A full-scale comeback is a way off—but the coalition years are slowly being forgottenby John Curtice / February 21, 2017 / Leave a comment
Unlike the Richmond by-election last year, this week’s parliamentary by-elections in Copeland and Stoke Central are not expected to bring the Liberal Democrats any particular joy. The former is widely regarded as a battle between Labour and the Conservatives, the latter between Labour and UKIP. The party’s ambition is probably limited to saving its deposit in both seats, not something it managed to do in either case at the 2015 general election.
Yet ever since last summer, local government by-elections—of which there is at least one on most Thursdays—have been recording gains by the Liberal Democrats on a regular basis.
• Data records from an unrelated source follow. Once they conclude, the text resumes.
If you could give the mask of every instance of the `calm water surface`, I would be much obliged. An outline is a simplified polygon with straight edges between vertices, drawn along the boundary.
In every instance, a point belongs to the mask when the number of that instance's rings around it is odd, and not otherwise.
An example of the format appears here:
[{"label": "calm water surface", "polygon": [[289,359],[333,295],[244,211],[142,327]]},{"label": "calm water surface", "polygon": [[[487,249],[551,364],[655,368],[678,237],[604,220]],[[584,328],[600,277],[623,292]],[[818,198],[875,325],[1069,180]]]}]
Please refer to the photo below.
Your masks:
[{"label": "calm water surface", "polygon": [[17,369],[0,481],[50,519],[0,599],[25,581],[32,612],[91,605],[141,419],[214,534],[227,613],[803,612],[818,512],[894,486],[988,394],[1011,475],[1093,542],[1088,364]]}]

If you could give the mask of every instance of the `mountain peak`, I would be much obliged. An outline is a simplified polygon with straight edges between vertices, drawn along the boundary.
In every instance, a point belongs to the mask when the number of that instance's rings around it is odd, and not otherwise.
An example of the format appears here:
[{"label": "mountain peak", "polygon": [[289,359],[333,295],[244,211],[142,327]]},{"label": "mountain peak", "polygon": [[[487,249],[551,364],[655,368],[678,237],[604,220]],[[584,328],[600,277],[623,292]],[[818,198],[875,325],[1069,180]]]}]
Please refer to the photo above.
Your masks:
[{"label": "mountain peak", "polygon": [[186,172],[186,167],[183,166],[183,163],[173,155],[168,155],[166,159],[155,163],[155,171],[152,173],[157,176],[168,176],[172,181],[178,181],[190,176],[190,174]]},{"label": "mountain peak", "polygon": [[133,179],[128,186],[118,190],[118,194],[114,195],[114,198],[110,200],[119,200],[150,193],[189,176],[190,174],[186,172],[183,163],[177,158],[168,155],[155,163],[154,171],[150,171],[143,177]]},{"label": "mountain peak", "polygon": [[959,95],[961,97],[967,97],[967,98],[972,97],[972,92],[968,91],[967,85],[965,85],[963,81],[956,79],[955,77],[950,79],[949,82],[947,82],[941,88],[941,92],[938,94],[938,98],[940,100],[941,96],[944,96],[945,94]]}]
Since last year’s European Union referendum the party has gained as many as 31 council seats, and lost just three (of which two were to Independents).
Local government by-elections are, of course, notable for low turnouts, while their interpretation can be bedevilled by the intervention of withdrawal of one or more parties, or individual candidates. Meanwhile, the Liberal Democrat performance has been patchy. Even during the last six weeks the party has seen its vote increase, in some cases quite spectacularly, in six wards, while in four others it has slipped back a little. However, the overall direction of travel is clear. Across all wards last fought in 2015 or 2016, where the party fought both the by-election and the regular poll, its vote has increased by 14 points since September.
On the same day as the 2015 General Election, the Lib Dems unsurprisingly recorded their worst ever local election performance. There was not much improvement on it last year. So the baseline against which the party’s performance in recent by-elections is being measured is a low one. But the average increase is sufficient to suggest that the party—which once enjoyed considerable success in local elections, holding as many as one in five of all local council seats—might now begin to repair the serious damage suffered to its local government base while it was in coalition with the Conservatives. This coming May’s county council elections will be the first significant test of whether that is indeed the case.
What lies behind the Liberal Democrats’ local by-election success, especially given that, until the last two or three months, there has not been any sign of a revival in its standing in the national opinion polls? One possibility is that the party’s stance in favour of a second EU referendum is helping it to win voters over in the local ballot boxes even though those voters may not as yet think of themselves as Liberal Democrat supporters when confronted by pollsters. However, some of the party’s most spectacular advances—such as those last month in Rotherham (+50.4 per cent) and Sunderland (+41.5 per cent)—have in fact come in places where “Leave” won handsomely last June. Conversely the party has yet to record any notable advances in predominantly “Remain” voting London.
A second possibility is that the party is proving able to garner votes once more in places where, until the last few years at least, it consistently performed well in local government elections—even though this may not always have translated into parliamentary success. Now that the Coalition is over, voters with a past local sympathy for the party are now willing to return to the fold. But again there is no consistent evidence to support this suggestion. While some strong advances in, say, Newcastle and Sheffield could be put down to such a development, recent successes in Rotherham and Sunderland certainly cannot.
Rather than a change of fortune amongst a specific group of voters, it looks as though the Liberal Democrats’ recent local by-election successes are a sign of a rather broader development. The party’s past forte used to be as a party of protest, winning over the support of those currently (but often only temporarily) unhappy with the party that they usually support, either locally or nationally. That mantle was, however, inevitably lost when the party went into government with the Conservatives. But now that it is out of office again, perhaps it is beginning to regain it once more, leaving it able to profit from voters’ dissatisfaction when the local circumstances are right. If so, that will not be enough to fuel a Liberal Democrat revival, but it might give Tim Farron reason to believe that voters are beginning to put the Coalition years behind them.